Glass is attempting an odd feat: to get both the traditionalists and the
heretics nonpurists behind his bagels. He's re-engineered a classic like the onion bagel so that it now has flecks of roasted red and yellow onion scattered through the dough as well as baked on top, avoiding that sharp, charred flavor too many have. But he's also heading into the lunatic fringe with flavors like orange poppy and that Mexican bagel, which has chipotle and guajillo powder, roasted poblanos, roasted pumpkin seeds, and a little cornmeal.
The bagels SFoodie bought at Bi-Rite (99 cents apiece) are nothing like the puffy, steamed rings that resemble mantou more than bagels. They're dark-crumbed and intensely chewy. In fact, we felt like a pit bull tugging at a length of rope until we broke down and sliced the bagel in half.
Broken down into manageable bites, the taste of grain (organic wheat, FYI) finally comes through. Barley malt is used to help the yeast proof, Glass says, but it doesn't leave that wisp of sweetness House of Bagels' bagels have.
Is a Spot Bagel a revelatory bagel, the one to trump all claims that no good
bagels exist west of Chicago? No, though even old-time New Yorkers think bagels in
New York are no longer real bagels, leading to a measure of eye-rolling in those of us not privileged enough to be born in the Bronx in 1928.
To a Midwest-born SFoodie, the onion bagel, when toasted and slathered in Sierra Nevada cream cheese, seemed a good one.

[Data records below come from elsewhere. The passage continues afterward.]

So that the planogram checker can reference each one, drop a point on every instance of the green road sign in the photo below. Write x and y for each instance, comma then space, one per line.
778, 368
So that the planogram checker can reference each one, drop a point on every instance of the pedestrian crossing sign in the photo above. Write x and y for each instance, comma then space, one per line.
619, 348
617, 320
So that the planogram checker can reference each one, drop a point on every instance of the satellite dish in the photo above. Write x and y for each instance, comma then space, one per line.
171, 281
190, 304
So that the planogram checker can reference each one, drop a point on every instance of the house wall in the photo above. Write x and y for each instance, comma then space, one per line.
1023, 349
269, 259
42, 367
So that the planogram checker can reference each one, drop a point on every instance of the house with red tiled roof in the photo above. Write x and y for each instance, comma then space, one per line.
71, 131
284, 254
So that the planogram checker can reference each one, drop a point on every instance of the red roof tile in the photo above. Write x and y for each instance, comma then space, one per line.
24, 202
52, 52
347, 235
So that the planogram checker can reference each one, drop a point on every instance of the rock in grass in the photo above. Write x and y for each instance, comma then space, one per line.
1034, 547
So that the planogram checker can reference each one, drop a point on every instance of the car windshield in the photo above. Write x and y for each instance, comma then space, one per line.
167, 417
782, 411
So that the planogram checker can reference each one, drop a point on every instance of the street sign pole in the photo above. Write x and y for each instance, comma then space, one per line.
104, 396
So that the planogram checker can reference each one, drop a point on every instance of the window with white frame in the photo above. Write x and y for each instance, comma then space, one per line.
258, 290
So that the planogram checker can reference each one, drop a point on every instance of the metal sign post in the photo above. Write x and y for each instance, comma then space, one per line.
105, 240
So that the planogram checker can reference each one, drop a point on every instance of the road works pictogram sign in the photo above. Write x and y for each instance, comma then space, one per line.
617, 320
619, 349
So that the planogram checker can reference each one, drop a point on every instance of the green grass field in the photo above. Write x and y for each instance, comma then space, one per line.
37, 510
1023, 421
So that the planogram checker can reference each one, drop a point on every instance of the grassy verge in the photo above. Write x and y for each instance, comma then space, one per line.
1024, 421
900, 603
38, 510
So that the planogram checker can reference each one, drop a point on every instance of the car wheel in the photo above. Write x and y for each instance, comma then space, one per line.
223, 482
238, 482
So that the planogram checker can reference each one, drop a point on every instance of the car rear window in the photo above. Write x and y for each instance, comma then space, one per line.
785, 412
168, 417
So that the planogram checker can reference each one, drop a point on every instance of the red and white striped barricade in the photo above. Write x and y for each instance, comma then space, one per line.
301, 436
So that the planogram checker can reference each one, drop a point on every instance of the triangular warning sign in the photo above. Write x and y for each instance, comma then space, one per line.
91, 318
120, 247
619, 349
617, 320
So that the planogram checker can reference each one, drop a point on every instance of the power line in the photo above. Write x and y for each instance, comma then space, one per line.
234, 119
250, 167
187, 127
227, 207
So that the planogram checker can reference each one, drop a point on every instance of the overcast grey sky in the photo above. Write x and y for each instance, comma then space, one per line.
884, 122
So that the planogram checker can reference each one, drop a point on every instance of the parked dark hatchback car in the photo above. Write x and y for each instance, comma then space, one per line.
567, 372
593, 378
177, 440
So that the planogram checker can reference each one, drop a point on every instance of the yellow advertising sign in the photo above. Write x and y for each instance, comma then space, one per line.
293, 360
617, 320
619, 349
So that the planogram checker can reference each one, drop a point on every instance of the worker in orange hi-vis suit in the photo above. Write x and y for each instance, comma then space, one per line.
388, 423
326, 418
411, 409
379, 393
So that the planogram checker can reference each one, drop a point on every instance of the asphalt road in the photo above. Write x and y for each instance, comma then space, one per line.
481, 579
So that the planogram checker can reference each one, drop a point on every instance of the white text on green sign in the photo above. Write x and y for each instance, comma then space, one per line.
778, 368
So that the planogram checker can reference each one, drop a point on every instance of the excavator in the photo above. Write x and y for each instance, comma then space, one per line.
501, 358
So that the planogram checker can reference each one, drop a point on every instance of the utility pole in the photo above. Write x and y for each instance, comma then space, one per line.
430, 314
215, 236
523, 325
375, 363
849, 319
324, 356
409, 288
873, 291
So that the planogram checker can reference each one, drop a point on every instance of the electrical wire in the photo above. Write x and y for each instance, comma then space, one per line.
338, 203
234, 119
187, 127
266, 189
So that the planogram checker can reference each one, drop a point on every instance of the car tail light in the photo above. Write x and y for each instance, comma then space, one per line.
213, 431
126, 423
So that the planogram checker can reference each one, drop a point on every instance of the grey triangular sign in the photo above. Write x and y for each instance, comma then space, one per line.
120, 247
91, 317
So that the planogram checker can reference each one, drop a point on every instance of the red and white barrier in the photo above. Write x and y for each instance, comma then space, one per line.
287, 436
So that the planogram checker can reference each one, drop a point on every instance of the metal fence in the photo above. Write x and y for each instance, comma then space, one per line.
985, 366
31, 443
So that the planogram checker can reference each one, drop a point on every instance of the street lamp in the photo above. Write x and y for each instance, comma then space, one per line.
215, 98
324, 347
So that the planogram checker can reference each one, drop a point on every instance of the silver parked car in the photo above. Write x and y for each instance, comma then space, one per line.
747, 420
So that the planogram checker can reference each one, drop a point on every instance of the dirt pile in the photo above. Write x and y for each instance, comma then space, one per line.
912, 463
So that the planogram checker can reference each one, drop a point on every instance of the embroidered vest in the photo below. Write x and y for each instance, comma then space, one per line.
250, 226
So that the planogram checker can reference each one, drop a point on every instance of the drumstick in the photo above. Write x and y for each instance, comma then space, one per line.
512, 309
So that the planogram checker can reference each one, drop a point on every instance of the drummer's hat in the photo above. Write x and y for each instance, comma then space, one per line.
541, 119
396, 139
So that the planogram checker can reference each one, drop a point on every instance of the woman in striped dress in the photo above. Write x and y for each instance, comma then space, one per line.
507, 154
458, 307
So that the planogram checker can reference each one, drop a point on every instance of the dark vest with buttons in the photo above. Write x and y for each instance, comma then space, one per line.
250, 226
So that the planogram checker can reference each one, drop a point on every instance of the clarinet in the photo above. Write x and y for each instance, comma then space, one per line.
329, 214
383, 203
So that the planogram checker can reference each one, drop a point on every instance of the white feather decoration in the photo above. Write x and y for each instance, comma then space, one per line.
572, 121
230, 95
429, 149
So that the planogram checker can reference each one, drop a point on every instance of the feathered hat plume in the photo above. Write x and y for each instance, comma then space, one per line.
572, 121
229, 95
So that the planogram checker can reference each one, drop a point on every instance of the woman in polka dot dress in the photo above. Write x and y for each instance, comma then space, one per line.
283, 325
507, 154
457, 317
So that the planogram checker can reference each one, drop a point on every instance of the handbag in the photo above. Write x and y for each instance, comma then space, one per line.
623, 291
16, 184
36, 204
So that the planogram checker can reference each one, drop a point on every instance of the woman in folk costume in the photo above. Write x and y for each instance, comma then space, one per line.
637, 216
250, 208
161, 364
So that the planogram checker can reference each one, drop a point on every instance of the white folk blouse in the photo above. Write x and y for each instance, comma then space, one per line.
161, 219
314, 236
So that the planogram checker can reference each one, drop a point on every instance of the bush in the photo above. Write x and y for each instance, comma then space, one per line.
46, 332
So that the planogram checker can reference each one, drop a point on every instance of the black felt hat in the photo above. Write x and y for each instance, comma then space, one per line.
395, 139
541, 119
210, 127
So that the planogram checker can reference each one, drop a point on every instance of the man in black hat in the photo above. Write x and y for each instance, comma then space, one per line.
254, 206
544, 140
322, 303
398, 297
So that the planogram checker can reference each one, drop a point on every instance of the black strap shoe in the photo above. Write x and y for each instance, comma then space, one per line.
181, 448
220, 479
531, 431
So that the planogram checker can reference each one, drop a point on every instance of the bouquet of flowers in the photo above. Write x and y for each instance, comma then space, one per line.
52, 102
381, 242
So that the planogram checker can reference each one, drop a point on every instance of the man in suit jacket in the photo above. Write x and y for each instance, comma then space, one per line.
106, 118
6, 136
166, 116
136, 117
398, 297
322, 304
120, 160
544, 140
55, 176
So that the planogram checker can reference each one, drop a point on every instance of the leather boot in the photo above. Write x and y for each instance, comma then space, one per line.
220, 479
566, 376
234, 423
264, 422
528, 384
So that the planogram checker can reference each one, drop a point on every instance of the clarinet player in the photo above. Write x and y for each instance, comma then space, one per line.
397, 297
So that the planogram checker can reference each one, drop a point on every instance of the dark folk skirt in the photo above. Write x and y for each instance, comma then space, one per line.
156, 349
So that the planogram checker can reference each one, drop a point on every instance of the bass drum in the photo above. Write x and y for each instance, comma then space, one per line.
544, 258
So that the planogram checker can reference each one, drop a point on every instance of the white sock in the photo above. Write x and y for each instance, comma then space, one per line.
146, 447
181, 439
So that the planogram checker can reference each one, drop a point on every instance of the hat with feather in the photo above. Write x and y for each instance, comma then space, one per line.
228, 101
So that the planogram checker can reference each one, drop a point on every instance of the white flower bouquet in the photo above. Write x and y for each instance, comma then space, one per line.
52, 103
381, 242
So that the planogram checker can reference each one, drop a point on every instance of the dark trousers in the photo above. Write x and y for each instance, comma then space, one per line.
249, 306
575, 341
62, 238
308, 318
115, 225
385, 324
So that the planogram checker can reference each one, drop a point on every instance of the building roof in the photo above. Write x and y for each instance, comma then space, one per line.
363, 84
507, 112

There was a little cardamom in the cinnamon-raisin bagel, if you like that sort of thing, and the fruit and spice flavor was much richer. We couldn't get behind the Frieda -- paradoxically, it was so far from a bagel that we wondered why we were putting so much effort into chewing a spicy corn muffin. Our favorite: the "everydurnthing," which toasted up beautifully, doubling the crackle of the crust with seeds and coarsely ground cornmeal on the exterior, and amping up the flavor with mellow notes of garlic and onion.